Beyond Epoll: Is io_uring Ready for Production?
A technical breakdown of Linux event loops, comparing readiness-based epoll with completion-based io_uring for high-performance networking.
For nearly two decades, epoll has been the undisputed backbone of high-performance networking on Linux. Introduced in Linux 2.5.44 back in 2002, it rescued systems from the $O(N)$ scalability limits of select and poll by introducing an $O(1)$ event-notification mechanism. But as network interfaces pushed past 100 Gbps and storage devices achieved microsecond latencies, the architectural cracks in epoll began to show.
Enter io_uring, introduced in Linux 5.1 in 2019. Rather than merely notifying an application when an I/O channel is ready, io_uring shifts the paradigm entirely to a completion model, executing the actual I/O operations asynchronously within the kernel.
While some developers claim io_uring is a drop-in performance savior, others report negligible gains, and security teams have occasionally disabled it entirely. Deciding whether to stick with the battle-tested epoll or migrate to the modern io_uring requires understanding the deep architectural trade-offs between readiness and completion.
The Architectural Divide: Readiness vs. Completion
The fundamental difference between these two subsystems lies in who does the heavy lifting of executing the I/O operation.
epoll is a reactor (readiness-based) model. The kernel tracks interest in file descriptors using a red-black tree (rbr) inside a struct eventpoll. When a socket becomes readable, a virtual file system (VFS) wait-queue callback fires, placing the corresponding epitem onto a doubly-linked ready list (rdllist). The application calls epoll_wait to drain this ready list.

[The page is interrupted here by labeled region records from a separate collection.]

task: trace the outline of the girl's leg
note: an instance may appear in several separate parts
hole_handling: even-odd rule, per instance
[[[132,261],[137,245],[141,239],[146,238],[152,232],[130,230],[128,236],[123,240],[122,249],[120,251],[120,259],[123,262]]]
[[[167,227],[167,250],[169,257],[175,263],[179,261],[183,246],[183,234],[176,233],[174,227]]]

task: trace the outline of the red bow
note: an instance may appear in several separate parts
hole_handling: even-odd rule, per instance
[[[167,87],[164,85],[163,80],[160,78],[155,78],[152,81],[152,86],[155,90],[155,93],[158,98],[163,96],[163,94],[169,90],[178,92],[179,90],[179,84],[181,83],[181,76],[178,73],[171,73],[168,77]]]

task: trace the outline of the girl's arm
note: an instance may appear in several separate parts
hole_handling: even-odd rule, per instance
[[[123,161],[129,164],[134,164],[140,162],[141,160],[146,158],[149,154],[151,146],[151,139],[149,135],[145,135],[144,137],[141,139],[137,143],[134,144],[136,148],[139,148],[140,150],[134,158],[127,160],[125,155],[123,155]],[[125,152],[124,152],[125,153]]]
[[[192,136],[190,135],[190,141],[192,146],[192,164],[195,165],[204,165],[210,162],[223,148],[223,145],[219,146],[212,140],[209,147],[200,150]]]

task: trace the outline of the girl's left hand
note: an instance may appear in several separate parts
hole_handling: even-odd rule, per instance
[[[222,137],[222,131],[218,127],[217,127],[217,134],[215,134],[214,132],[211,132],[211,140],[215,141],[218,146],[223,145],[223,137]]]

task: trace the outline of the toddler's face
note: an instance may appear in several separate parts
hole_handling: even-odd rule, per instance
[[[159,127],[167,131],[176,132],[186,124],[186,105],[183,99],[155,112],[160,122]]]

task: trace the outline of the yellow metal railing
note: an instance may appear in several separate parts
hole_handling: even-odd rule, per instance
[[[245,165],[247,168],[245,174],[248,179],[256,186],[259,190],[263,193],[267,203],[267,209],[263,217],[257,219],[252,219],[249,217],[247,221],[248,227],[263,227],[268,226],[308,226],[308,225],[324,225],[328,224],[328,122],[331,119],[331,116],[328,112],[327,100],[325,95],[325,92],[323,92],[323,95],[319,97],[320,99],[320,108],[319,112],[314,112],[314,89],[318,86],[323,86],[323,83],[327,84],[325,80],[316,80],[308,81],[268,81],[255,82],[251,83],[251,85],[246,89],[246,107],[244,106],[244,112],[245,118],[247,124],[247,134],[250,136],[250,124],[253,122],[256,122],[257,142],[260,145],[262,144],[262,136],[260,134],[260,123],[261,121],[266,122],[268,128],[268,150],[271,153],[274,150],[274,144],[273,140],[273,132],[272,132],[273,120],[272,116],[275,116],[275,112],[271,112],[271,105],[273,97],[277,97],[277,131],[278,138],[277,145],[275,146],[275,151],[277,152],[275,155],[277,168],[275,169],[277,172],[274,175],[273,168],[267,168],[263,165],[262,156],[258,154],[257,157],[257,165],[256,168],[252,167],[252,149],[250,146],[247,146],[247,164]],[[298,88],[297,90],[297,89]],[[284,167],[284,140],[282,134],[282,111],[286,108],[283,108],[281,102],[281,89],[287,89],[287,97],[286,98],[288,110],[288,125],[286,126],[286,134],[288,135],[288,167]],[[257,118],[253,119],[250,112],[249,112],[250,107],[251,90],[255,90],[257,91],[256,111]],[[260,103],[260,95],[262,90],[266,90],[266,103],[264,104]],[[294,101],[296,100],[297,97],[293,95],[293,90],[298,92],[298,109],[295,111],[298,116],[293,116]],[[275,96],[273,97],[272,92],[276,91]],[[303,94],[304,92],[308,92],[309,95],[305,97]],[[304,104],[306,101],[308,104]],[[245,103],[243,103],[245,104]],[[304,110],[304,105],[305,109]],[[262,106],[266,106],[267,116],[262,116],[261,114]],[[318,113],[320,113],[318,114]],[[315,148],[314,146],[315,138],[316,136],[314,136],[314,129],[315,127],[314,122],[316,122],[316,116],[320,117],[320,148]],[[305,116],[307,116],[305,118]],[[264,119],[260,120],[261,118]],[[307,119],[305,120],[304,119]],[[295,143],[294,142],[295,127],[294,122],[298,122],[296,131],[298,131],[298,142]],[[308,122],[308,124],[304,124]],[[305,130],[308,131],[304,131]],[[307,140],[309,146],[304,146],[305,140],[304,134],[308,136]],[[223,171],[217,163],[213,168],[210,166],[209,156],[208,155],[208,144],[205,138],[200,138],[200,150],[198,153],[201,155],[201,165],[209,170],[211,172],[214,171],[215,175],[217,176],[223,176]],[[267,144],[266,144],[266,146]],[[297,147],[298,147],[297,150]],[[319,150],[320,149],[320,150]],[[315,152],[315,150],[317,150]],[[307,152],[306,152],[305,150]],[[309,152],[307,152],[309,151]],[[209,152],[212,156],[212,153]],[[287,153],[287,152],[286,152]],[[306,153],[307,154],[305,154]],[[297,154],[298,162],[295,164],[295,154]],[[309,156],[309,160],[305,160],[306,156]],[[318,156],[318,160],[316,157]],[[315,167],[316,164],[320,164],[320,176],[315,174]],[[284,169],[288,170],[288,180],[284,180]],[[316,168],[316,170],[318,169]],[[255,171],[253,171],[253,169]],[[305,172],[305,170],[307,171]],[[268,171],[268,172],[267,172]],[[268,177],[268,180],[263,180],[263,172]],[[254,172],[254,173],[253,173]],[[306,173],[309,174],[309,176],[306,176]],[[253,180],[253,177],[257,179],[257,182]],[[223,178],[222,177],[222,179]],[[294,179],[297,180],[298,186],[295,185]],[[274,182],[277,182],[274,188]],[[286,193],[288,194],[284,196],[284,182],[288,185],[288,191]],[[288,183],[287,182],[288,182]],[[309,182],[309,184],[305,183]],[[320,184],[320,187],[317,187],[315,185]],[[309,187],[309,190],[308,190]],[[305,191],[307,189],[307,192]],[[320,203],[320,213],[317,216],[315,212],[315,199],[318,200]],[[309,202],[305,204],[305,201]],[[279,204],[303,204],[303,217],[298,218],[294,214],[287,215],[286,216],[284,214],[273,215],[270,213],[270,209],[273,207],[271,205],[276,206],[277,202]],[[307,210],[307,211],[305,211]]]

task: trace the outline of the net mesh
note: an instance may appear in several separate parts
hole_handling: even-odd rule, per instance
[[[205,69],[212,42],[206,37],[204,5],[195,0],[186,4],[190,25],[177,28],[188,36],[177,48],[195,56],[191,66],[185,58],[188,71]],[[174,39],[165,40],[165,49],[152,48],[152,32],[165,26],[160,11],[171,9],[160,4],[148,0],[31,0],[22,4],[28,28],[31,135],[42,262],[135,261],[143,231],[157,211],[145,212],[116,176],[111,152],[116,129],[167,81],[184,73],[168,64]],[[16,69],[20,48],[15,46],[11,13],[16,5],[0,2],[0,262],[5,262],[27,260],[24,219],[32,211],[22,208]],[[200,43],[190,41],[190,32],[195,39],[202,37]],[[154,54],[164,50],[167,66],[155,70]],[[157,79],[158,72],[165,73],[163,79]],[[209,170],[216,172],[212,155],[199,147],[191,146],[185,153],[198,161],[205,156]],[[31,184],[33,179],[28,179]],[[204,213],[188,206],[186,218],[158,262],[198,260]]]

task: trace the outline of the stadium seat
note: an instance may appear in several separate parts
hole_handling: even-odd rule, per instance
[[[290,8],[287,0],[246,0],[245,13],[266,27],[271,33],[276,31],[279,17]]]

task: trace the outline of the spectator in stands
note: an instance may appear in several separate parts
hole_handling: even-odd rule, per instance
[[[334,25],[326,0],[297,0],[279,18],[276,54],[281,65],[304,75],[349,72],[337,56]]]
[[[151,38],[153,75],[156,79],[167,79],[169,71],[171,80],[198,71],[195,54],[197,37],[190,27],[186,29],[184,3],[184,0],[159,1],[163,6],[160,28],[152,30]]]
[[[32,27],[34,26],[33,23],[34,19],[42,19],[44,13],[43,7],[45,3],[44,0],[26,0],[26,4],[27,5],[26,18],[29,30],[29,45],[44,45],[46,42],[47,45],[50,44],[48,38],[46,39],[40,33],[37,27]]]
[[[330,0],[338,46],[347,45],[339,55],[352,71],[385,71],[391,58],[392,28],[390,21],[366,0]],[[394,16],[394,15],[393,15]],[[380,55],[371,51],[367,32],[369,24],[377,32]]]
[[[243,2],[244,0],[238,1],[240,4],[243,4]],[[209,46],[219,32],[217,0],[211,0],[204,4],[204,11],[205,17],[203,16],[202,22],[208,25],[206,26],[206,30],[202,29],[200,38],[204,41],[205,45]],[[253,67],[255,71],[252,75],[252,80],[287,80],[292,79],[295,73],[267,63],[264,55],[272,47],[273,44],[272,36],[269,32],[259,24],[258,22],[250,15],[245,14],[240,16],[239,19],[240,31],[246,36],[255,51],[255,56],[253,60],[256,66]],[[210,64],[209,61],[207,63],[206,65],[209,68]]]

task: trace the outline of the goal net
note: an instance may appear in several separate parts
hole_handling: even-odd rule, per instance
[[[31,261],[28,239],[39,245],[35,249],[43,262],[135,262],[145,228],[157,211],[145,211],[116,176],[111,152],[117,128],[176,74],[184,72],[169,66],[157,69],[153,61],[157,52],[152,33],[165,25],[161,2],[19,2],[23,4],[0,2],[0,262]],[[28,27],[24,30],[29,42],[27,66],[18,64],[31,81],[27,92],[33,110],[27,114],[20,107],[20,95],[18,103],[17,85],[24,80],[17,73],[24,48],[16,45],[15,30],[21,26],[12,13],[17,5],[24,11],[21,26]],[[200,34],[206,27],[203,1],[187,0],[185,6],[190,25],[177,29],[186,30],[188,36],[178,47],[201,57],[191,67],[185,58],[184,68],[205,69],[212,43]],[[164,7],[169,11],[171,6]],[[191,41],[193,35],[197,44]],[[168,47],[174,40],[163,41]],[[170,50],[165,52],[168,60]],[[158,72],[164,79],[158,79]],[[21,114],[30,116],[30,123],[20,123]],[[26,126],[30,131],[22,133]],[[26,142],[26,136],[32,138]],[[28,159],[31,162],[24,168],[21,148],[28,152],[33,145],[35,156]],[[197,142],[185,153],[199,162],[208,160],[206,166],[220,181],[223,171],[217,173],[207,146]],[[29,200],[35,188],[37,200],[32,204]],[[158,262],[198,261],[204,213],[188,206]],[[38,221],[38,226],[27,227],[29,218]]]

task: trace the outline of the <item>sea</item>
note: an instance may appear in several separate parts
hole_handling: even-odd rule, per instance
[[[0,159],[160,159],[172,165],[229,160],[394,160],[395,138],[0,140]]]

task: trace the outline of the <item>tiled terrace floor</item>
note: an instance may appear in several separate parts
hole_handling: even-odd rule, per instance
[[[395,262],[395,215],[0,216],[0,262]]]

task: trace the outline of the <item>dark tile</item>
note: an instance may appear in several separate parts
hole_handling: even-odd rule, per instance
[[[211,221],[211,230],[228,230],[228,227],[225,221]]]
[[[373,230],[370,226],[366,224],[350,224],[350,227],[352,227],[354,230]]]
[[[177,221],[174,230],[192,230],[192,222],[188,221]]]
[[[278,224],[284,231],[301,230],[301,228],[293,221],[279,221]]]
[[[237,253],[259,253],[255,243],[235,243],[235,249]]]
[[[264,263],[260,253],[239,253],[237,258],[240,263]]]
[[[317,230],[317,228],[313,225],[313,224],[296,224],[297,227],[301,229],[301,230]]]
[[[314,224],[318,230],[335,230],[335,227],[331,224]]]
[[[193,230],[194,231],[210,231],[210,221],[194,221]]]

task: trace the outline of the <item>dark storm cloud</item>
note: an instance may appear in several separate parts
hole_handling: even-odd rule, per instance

Here is the catch: epoll only tells you that I/O is possible. The application must still issue the actual read(2), write(2), or accept(2) system calls to move the data.
sequenceDiagram
autonumber
participant App as Userspace App
participant Kernel as Linux Kernel
Note over App, Kernel: The epoll (Reactor) Model
App->>Kernel: epoll_wait()
Kernel-->>App: Event Ready (FD is readable)
App->>Kernel: read(FD, buffer)
Kernel-->>App: Data copied to buffer
io_uring is a proactor (completion-based) model. It bypasses the readiness loop entirely. Instead of asking "is this socket ready to be read?" the application tells the kernel "read from this socket into this buffer, and let me know when you are done."
This is achieved through two ring buffers shared directly between userspace and the kernel: a Submission Queue (SQ) and a Completion Queue (CQ).
sequenceDiagram
autonumber
participant App as Userspace App
participant Kernel as Linux Kernel
Note over App, Kernel: The io_uring (Proactor) Model
App->>Kernel: Write read request to SQ
App->>Kernel: io_uring_enter() (Submit)
Note over Kernel: Kernel performs read asynchronously
Kernel-->>App: Write completion to CQ
By mapping these ring buffers into the application's address space via mmap, the application can queue multiple asynchronous operations—such as IORING_OP_SEND, IORING_OP_RECV, or IORING_OP_READ—without crossing the kernel boundary for each individual request.
The Cost of Crossing the Boundary
To understand why this matters, look at the math of system calls. Every time an application crosses the user-to-kernel boundary, it pays a performance tax. On modern processors, CPU vulnerability mitigations (like KPTI and Retpolines) have dramatically increased this overhead.
With mitigations enabled, a single system call context switch costs roughly 700ns. Even with mitigations disabled, it costs about 230ns.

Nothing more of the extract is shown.